The need for a hybrid cloud solution for digital transformation

HYBRID cloud has come to mean different things over time. One early canonical document from the National Institute of Standards and Technology (NIST) focused on quickly and transparently moving workloads between a private cloud and a public one.

This turned out to be both too narrow a definition and often not feasible because of the difficulty and cost of moving around large volumes of data. In fact, the recent interest in edge computing, in part, reflects the need to move computing closer to data and users.

In this article, we will cover some key considerations to keep in mind when one starts to digitally transform an organisation.

Consistency and integration across different computing footprints remains important. However, today’s hybrid clouds are really about having a mix of new and old development processes to support traditional architectures and new applications.

Increasingly, organisations want choices when deciding where to build and run their applications to meet business demands.

One driving force is that while many are moving some traditional workloads to the cloud, they cannot do it all at once.

They need to be able to use their existing technology, make sure that the applications they build today are going to be relevant in the future, and flexibly adapt those apps as business needs change.

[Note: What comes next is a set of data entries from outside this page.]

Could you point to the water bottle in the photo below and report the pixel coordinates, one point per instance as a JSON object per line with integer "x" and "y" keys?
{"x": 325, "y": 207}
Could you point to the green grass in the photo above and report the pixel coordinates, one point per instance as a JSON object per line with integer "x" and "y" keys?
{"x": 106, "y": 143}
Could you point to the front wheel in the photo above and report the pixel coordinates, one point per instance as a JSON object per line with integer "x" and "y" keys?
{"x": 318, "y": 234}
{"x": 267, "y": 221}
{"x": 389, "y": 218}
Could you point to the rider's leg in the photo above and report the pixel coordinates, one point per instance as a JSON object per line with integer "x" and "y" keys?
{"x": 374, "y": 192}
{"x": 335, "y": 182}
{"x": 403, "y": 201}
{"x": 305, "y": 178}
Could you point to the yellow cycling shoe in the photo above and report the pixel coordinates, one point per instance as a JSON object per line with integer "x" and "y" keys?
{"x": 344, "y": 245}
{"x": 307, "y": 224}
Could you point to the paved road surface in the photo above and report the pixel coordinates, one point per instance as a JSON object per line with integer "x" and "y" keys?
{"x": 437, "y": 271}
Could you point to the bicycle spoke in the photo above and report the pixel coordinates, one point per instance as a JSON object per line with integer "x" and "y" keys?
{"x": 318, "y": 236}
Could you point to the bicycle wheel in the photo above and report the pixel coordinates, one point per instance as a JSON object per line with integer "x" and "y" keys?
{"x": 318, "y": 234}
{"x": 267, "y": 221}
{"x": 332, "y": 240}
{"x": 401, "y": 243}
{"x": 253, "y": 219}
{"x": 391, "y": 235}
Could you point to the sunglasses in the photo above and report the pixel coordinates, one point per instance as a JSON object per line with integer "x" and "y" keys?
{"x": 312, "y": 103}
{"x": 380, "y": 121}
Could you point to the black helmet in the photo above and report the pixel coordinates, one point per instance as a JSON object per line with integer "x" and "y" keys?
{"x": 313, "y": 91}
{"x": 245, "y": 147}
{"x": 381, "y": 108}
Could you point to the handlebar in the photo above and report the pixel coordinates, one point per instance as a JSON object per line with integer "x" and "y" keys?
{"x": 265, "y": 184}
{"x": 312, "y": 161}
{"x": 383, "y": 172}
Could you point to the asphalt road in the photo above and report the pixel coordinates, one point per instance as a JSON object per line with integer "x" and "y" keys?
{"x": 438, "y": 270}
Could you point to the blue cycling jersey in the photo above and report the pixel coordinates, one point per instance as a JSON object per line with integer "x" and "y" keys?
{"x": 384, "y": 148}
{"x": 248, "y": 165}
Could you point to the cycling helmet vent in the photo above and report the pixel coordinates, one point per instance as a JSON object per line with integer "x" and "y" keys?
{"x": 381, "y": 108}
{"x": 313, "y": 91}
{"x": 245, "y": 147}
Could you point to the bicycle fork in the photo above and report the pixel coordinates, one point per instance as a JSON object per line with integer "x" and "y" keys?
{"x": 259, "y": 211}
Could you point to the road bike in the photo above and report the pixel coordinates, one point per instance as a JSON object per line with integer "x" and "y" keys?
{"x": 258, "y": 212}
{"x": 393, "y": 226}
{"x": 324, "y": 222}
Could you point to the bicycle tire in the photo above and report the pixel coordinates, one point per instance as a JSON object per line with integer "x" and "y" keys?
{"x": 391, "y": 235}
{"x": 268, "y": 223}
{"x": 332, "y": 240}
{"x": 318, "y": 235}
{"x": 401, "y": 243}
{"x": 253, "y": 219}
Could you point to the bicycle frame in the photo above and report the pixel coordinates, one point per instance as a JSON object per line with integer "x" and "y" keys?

Organisations need the ability to run their applications on their choice of footprints, with common development, operations, and automation environments, as appropriate.

Hybrid cloud goes beyond infrastructure

This highlights how an effective hybrid cloud is not just about infrastructure. (People sometimes distinguish between a hybrid cloud and multiple cloud silos, referring to the latter as multi-cloud. However, this is getting into an inconsistently used definitional rabbit hole and is therefore best avoided.)

Take automation for example. Automation is increasingly no longer seen as a tool or just a tactical solution. It is becoming a strategic initiative for IT and the business.

Automation is now necessary because manual processes simply cannot handle the scale of modern computing infrastructures either efficiently or reliably, nor can those manual processes prevent the operation of multiple clouds from devolving into inconsistent and incompatible operational procedures.

Security is top priority

Data governance and security are also important considerations in a hybrid cloud as they are elsewhere. In fact, the Red Hat’s Global Tech Outlook 2021 survey found that security was the top IT funding priority with 45% of IT decision makers making that their pick. Companies need to protect their data everywhere it exists by using a layered defense strategy.

Source: Red Hat’s Global Tech Outlook 2021

 

Companies should first identify where all of the sensitive data resides and categorize this data based on its sensitivity and regulatory requirements.

This may lead to deciding that certain data should be stored on-premise or at least in-country. It’s important to work closely with privacy teams to make sure there is alignment around data privacy and governance. Encryption and other tools should then be deployed to protect data at rest and in motion.

Automation plays a role here as well. Checking to make sure systems are compliant with industry regulations is a tedious and error-prone task that is often done manually.

This has become even more complicated with workloads living on-premise, in multiple public clouds, and out to systems in edge locations that may not even have local IT staff.

Automation helps abstract away the complexity of a heterogeneous IT stack, while ensuring that security, compliance, and optimisation challenges are consistently and routinely identified and addressed.

Source: Red Hat’s Global Tech Outlook 2021

 

Effective hybrid clouds are based on enterprise open source

A hybrid cloud approach is at its most effective when it builds on top of enterprise open source products. These provide code portability and integration across disparate cloud environments so software will work similarly across all IT environments.

Open source and open standards allow applications and data to consistently move from one environment to another. By contrast, in closed systems, customers have flexibility only within that system.

Flexible enterprise IT is based on an open architecture, which is an architecture that is not constrained to a fixed set of principles or technologies. An open architecture enables customers to more easily adopt agile and DevOps (a set of practices that combines software development and IT operations) methodologies, which can improve collaboration and accelerate application delivery.

This brings us to digital transformation. Without applications and collaboration and enterprise open source one cannot digitally transform even though that is increasingly a requirement for effective digital businesses.

We have also asked IT decision makers around the world to identify their top uses of enterprise open source in The State of Enterprise Open Source 2021 report.

Their top three responses:

  • IT infrastructure modernisation;
  • Application development, and;
  • Digital transformation.

This requires the right modern infrastructure in place.

The past year has seen businesses experiment with and adopt many changes to quickly adapt to much more distributed workforces and customers.

Many are aspects of digital transformation, which the aforementioned Red Hat’s Global Tech Outlook 2021 survey found had accelerated in 21% of the organisations surveyed.

Digital transformation covers many facets of how an organisation operates, including its overall culture but—without overemphasising the technology aspects—it does require certain technology building blocks including applications, automation, and computing infrastructure on which everything else depends.

It requires a hybrid cloud that can flexibly support the workloads that the business needs to succeed. – Dec 25, 2021

 

Gordon Haff is the senior principal product marketing manager for Red Hat.

The views expressed are solely of the author and do not necessarily reflect those of Focus Malaysia.